Brachypelma baumgarteni
- Conservation status: Endangered (IUCN 3.1)

Scientific classification
- Domain: Eukaryota
- Kingdom: Animalia
- Phylum: Arthropoda
- Subphylum: Chelicerata
- Class: Arachnida
- Order: Araneae
- Infraorder: Mygalomorphae
- Family: Theraphosidae
- Genus: Brachypelma
- Species: B. baumgarteni
- Binomial name: Brachypelma baumgarteni Smith, 1993

= Brachypelma baumgarteni =

- Authority: Smith, 1993
- Conservation status: EN

Species of spider

Brachypelma baumgarteni (also called Mexican orange beauty) is a tarantula endemic to Pacific coast of Michoacan, Mexico.

==Description==
It is similar to B. klaasi, but it has more reddish patellae.

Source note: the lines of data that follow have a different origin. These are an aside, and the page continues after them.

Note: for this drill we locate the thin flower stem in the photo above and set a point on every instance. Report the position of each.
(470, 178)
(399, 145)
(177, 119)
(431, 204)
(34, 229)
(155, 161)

B. baumgarteni was thought to be a captive hybrid of B. smithi crossed with B. boehmei, because for a long time no specimen had been reported successfully bred in captivity. According to genetic analyses, its closest relative is B. boehmei.

==Distribution==
The eastern border for its distribution is the river Balsas; the northern border is the Sierra Madre del Sur. It has a preference for tropical forest.

==Conservation==
In 1985, Brachypelma smithi (then not distinguished from B. hamorii) was placed on CITES Appendix II, and in 1994, all remaining Brachypelma species were added, thus restricting international trade. Nevertheless, large numbers of tarantulas caught in the wild continue to be smuggled out of Mexico, including species of Brachypelma.